Laplacian Score Sharpening for Mitigating Hallucination in Diffusion Models
Barath Chandran. C, Srinivas Anumasa, Dianbo Liu
TL;DR
This work addresses hallucinations in diffusion models arising from mode interpolation and score smoothing by introducing a post-hoc score sharpening technique that leverages the score's Laplacian to boost uncertain inter-mode regions during sampling. The method estimates the high-dimensional Laplacian efficiently via a finite-difference Hutchinson trace estimator, enabling application to images, and demonstrates substantial reductions in hallucinations on 1D/2D synthetic data and a Shapes dataset, while largely preserving overall distribution fidelity. Key contributions include the formulation of peak sharpening with $R_j = Y_j - \alpha Y_j''$, the Hutchinson-based Laplacian estimator for high dimensions, and empirical evidence linking Laplacian magnitude to hallucination dynamics during sampling. While effective, the approach is somewhat destructive and hyperparameter-sensitive, motivating future work on adaptive integration into the sampling process and automated hyperparameter tuning to improve practicality.
Abstract
Diffusion models, though successful, are known to suffer from hallucinations that create incoherent or unrealistic samples. Recent works have attributed this to the phenomenon of mode interpolation and score smoothening, but they lack a method to prevent their generation during sampling. In this paper, we propose a post-hoc adjustment to the score function during inference that leverages the Laplacian (or sharpness) of the score to reduce mode interpolation hallucination in unconditional diffusion models across 1D, 2D, and high-dimensional image data.

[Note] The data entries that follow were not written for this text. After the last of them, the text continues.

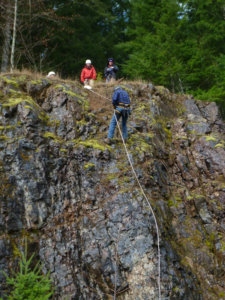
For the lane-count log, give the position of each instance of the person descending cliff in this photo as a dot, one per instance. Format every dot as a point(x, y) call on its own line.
point(88, 75)
point(121, 104)
point(110, 71)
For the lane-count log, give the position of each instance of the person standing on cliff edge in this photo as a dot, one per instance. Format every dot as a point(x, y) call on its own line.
point(110, 71)
point(88, 75)
point(121, 104)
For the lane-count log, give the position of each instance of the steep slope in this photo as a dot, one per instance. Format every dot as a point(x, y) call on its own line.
point(75, 199)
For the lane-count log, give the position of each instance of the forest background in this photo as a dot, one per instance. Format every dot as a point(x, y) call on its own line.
point(178, 44)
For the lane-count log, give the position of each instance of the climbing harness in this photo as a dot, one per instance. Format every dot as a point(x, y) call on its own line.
point(143, 193)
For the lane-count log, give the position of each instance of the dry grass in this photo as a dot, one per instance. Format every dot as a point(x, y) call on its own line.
point(33, 75)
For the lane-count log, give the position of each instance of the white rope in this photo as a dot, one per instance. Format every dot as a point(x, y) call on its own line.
point(143, 193)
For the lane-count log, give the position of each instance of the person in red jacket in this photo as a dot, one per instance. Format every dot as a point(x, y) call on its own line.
point(88, 75)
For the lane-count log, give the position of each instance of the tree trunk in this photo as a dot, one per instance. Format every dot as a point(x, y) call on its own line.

We derive an efficient Laplacian approximation for higher dimensions using a finite-difference variant of the Hutchinson trace estimator. We show that this correction significantly reduces the rate of hallucinated samples across toy 1D/2D distributions and a high-dimensional image dataset. Furthermore, our analysis explores the relationship between the Laplacian and uncertainty in the score.